Memorandum from the Home Office
1997 (CRIMINAL RECORDS)
REGULATIONS 2002 (S.I. 2002/233)
Section 118(2) of the Police Act 1997 authorises
the Secretary of State to refuse to issue a certificate unless
the applicant (a) has his fingerprints taken at such place and
in such manner as may be prescribed, and (b) pays the prescribed
fee. Subsection (4) requires regulations under subsection
(2)(b) to provide for refunds in specified circumstances. Explain
why the Regulations, which make provision as envisaged by subsection
(2)(a), do not prescribe the fee referred to in section 118(2)(b)
or provide for the refunds referred to in subsection (4).
1. In practice it is expected that fingerprints will
be required only in exceptional cases. These are likely to fall
into 2 categories. Firstly where the Secretary of State cannot
be sure of an applicant's identity from the information provided
on the application form and, secondly, where an applicant disputes
the accuracy of information shown in a certificate issued to him.

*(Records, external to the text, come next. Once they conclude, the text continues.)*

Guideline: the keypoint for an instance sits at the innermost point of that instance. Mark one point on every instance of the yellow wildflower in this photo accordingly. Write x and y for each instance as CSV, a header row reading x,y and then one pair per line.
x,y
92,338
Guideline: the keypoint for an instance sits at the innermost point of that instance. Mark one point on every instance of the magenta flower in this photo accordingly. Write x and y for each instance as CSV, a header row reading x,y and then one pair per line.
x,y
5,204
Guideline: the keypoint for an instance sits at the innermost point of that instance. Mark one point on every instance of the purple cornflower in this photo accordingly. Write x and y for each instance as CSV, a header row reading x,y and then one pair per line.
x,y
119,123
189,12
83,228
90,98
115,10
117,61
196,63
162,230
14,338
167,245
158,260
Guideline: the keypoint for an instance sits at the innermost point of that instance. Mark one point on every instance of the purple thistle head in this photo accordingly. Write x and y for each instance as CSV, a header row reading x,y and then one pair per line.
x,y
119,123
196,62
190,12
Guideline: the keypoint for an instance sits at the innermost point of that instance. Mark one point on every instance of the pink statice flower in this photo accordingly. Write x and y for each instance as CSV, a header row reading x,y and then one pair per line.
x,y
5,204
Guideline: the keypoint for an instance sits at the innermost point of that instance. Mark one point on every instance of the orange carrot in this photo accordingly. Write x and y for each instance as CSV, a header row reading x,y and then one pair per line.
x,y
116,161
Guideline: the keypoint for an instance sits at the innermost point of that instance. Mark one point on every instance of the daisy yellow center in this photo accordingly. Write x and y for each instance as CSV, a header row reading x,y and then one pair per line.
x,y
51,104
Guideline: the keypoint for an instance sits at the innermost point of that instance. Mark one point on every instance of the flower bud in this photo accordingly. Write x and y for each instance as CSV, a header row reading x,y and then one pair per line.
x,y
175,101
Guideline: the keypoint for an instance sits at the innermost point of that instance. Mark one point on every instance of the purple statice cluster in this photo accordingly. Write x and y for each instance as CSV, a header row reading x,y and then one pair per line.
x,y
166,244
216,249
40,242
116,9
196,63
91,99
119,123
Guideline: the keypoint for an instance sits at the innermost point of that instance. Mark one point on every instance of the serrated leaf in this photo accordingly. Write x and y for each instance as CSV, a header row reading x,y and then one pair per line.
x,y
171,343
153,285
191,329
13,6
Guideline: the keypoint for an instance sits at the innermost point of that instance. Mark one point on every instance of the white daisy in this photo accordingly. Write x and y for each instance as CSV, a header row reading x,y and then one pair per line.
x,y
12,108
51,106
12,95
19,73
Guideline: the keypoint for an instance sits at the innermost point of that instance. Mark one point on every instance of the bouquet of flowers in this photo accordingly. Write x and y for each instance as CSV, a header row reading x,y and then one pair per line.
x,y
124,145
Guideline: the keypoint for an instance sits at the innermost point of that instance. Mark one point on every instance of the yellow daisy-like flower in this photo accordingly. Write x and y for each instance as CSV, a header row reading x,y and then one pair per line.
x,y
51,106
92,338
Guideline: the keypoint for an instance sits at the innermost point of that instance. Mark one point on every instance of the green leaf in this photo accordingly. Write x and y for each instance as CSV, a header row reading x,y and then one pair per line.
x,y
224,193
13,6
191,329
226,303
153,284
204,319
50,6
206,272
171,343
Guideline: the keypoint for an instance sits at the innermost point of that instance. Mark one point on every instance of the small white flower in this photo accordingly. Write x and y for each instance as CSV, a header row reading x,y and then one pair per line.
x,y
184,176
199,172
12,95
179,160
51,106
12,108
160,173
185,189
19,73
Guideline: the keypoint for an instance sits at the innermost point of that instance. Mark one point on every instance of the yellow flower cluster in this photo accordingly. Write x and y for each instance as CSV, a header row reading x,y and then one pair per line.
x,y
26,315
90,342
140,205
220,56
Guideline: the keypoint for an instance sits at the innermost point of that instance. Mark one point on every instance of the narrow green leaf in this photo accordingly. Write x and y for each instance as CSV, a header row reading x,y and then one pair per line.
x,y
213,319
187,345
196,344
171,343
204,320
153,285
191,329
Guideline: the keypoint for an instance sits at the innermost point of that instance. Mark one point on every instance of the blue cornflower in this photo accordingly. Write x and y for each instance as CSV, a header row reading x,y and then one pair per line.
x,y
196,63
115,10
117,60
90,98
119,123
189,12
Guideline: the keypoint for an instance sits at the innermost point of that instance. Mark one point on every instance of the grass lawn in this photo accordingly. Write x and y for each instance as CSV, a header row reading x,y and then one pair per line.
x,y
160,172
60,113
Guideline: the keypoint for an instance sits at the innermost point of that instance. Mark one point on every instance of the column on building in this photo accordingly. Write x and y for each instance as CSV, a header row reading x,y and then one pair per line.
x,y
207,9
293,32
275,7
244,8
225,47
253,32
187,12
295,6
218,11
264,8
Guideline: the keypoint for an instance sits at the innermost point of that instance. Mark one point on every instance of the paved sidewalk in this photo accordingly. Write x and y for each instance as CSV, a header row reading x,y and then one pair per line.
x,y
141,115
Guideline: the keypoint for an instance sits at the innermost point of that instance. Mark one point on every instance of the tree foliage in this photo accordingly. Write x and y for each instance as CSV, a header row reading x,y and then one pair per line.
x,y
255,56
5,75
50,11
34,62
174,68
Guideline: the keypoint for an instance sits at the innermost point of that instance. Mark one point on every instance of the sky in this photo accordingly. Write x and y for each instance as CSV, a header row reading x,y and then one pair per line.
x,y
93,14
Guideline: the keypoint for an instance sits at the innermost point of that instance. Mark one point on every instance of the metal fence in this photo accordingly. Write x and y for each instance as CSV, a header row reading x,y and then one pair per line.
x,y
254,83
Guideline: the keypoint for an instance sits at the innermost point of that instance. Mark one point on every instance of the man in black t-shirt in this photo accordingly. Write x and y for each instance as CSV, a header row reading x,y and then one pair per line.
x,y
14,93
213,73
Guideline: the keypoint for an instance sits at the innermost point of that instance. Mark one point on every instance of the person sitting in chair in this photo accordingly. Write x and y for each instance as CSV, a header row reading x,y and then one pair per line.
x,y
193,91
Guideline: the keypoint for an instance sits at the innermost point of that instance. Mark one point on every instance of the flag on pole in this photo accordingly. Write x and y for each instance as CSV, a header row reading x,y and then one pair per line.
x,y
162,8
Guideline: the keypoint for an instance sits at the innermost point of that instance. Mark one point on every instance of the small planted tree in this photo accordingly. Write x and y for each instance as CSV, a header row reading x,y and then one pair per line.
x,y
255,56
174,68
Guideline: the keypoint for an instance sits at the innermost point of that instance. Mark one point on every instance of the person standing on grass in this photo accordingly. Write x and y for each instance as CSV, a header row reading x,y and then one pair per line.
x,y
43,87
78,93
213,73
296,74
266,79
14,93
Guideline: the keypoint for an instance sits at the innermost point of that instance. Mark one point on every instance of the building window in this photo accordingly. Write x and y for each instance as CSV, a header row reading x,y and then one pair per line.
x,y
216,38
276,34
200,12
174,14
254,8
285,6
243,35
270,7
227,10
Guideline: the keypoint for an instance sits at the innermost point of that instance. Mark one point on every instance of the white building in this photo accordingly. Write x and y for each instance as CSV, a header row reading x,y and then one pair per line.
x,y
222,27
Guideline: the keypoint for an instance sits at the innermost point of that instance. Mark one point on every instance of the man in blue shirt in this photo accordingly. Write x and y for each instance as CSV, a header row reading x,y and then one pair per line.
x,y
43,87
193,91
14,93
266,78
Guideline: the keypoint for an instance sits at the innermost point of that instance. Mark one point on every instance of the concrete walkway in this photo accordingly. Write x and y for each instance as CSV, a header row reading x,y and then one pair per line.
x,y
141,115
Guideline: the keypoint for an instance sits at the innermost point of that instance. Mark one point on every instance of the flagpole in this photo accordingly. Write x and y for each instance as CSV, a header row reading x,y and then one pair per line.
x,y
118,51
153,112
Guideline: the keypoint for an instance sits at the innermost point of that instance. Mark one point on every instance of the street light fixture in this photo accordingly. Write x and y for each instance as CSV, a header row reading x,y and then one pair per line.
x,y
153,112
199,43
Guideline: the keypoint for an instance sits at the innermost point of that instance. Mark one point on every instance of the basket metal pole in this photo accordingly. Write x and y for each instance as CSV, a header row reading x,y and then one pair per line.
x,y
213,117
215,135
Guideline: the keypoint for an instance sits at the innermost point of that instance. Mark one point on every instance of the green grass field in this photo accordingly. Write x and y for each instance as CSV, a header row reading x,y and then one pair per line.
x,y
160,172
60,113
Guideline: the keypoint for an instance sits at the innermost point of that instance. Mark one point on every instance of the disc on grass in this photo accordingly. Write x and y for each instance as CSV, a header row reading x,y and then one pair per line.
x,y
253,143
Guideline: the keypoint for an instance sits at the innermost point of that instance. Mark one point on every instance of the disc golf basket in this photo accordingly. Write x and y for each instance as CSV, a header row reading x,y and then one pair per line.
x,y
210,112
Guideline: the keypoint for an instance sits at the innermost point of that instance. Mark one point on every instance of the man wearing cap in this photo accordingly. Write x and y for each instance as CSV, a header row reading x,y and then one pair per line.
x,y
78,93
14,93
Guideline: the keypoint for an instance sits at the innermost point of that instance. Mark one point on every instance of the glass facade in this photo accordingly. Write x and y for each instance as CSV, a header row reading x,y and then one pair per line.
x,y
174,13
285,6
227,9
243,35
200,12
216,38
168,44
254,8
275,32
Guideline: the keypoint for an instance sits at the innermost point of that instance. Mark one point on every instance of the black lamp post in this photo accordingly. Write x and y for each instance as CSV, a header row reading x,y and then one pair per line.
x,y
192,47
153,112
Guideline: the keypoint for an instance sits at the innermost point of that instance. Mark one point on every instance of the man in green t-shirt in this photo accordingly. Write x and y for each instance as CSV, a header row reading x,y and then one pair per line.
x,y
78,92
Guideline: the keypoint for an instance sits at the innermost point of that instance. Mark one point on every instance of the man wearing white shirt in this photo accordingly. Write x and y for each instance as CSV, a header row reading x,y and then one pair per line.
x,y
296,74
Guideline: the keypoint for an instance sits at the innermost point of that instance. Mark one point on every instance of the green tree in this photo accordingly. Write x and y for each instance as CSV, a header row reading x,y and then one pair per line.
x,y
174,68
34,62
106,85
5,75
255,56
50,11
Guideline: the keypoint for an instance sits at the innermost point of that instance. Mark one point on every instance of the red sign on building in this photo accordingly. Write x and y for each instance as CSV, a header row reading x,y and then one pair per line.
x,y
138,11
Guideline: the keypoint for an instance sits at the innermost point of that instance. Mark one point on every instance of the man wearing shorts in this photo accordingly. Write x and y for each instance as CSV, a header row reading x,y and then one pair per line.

2. In the first category it is considered, as a matter
of policy, inappropriate to charge a fee to an applicant required
to provide fingerprints.
3. In the second category any applicant who successfully
challenged the accuracy of a certificate issued to him following
the provision of fingerprints should not be expected to bear the
costs of providing fingerprints. As a matter of policy it is considered
that the costs involved in collecting any fee prescribed and administering
an associated refund system are disproportionate and it is preferable
not to prescribe a fee.
4. The Regulations therefore do not prescribe a fee
in relation to the taking of fingerprints. As no fee is prescribed
no question of a refund arises.
5. The position will be kept under review in the
light of developing operational experience.